Challenge,  publishing

Cover Fun For #49

Five Short Stories in The May Issue…

So figured I would do the covers tonight. Started around 11 pm and finished about 1 am. Two hours.

And it would have been faster than that but got held up on a couple pieces of art. Anyone who does covers knows that finding the art is the most time consuming part of all this, especially when I have a template like I do, and all the stories this issue fit in the template.

I also spent some time last night searching through the big pile of stories I wrote, let Kris read, and then tossed on the pile. A little over fifty there, and with me writing new stories all the time, well, that should last for a bunch of years for Smith’s Monthly. 

Anyhow, below are the short story covers for Smith’s Monthly #49.

And by the way, in my 70 book challenge for my 70th year, I am not counting individual short stories. I think the total for just this year so far is over thirty new stories published indie, stand-alone, selling for $2.99 a story. These five will be up for sale stand-alone right after #49 comes out.

And yes, I have started working on both the Patreon and the Smith’s Monthly web site. Expect changes there over the next few weeks.

By the way, of these five stories, two have appeared before. “Let’s Dance” appeared in January in Space: 1975 edited by Robert Jeschonek and “Cats in Love” appeared first in the Year of the Cat anthologies. The other three are original stories to #49.

 

3 Comments

  • Jessica

    Since this is a cover post I’ll go ahead and ask a covers question:

    I’m working on learning to make my own covers like you recommend (it’s hard! I have no head whatsoever for graphic design) and it looks to me like the strategy is:

    1) Spend about $10 for an image on BigStockPhoto, since their search engine allows you to filter by model release (this is a romance so I need a person on the cover, and BSP isn’t the only one with this search engine feature, it’s just the first I got pointed to)

    2) find fonts by searching on FontSquirrel / Google Fonts for free-for-commercial-use or desktop-licensed fonts (this page seems to have a fairly clear explanation of why you need a desktop license for an ebook cover, and Canva offers a list of free commercial fonts)

    3) and then make it all look like an actual book with an author name etc. etc.

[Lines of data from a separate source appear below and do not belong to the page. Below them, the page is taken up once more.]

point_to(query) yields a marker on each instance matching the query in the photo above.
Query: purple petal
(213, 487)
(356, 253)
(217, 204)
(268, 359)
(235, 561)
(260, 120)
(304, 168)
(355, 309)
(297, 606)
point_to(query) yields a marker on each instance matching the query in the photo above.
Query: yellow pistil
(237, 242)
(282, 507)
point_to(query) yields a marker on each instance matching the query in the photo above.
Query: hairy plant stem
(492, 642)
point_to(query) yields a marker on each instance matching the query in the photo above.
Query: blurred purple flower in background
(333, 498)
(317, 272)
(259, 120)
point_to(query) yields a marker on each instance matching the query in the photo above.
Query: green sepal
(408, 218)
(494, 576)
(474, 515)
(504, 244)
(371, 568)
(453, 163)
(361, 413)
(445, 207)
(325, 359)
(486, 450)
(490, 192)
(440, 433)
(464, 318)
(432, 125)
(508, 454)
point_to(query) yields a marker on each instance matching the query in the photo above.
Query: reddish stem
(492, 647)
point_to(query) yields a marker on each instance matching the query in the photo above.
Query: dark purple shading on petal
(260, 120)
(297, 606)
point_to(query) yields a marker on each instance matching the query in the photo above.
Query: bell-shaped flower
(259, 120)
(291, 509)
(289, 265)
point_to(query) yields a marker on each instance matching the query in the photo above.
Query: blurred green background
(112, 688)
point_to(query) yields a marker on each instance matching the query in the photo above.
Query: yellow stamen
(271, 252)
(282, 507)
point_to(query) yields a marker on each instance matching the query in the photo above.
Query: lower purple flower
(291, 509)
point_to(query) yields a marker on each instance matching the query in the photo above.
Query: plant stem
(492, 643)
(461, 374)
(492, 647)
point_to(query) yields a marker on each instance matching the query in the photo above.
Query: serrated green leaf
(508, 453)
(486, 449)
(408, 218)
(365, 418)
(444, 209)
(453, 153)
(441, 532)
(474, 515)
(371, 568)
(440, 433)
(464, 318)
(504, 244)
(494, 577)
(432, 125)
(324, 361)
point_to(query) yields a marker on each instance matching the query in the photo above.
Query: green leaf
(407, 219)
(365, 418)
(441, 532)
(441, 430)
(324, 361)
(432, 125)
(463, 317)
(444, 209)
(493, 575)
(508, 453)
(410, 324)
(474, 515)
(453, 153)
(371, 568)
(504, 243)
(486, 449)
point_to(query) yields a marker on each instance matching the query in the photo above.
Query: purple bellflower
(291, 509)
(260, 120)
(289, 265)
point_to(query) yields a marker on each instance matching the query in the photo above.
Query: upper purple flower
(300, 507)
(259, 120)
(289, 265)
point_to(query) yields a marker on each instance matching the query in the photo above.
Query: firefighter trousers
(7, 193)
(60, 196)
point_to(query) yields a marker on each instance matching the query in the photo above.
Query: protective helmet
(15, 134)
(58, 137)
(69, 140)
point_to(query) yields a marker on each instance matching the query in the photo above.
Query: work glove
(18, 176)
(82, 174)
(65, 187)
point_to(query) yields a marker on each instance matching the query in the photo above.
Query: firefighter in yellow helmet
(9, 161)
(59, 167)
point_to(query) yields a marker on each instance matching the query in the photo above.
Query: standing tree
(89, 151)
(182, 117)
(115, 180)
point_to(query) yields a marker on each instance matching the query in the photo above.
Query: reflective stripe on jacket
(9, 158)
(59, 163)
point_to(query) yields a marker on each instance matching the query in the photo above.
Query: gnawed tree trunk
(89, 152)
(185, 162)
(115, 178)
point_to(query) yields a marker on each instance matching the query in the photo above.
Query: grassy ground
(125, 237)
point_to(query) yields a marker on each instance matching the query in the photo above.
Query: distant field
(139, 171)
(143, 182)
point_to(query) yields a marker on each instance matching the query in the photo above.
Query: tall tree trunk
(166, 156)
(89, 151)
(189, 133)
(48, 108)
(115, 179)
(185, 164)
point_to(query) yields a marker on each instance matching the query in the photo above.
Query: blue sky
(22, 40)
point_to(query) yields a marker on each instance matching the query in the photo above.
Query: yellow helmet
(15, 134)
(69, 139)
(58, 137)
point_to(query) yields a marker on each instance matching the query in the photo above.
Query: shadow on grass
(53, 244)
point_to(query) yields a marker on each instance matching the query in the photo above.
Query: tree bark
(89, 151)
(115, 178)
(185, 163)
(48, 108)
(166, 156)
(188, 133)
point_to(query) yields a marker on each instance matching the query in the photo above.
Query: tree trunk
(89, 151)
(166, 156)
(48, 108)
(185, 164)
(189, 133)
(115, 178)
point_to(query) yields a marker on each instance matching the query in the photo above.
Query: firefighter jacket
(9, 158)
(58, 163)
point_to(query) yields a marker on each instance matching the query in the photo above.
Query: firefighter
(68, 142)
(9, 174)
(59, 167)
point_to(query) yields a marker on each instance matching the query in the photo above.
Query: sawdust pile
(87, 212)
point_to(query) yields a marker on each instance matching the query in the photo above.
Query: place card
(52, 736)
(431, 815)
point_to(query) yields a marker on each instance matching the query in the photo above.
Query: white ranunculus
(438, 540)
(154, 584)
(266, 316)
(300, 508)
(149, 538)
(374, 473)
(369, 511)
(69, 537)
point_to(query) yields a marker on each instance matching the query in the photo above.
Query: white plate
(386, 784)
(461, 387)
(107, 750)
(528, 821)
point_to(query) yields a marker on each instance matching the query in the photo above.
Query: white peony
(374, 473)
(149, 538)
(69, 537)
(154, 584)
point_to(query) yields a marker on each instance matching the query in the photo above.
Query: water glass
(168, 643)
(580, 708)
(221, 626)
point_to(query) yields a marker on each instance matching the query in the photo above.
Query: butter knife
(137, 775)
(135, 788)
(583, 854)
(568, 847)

    what stupidity am I inadvertently leaving in? (I know you’re going to say “not using Adobe InDesign,” but I can’t run InDesign on my current laptop [which is running a Linux-based OS] and I’m not up to full-time writing yet so I can justify $10 for an individual cover image to get started than I can a $40-a-month commitment.)

    • dwsmith

      Jessica, you seem to be find.

      My suggestion is get three or four books by major authors in your exact genre, then put them beside your computer and imitate them exactly. Of course words and author name and title will be different, but you can still imitate them. Location of author name and size (make your name big enough and at the top to be a big name writer.) Location and imitation of font (yes, get the license).

      Imitate is how you learn art. Watch spacing, tighten up, and you can (in most programs) alter the letters height and width and so on, depending on what you are imitating.

      That’s how you learn art and covers. Imitate until you know what you are doing to build your own completely.

      And once you get a design you like, use it as a template. Makes everything a ton easier.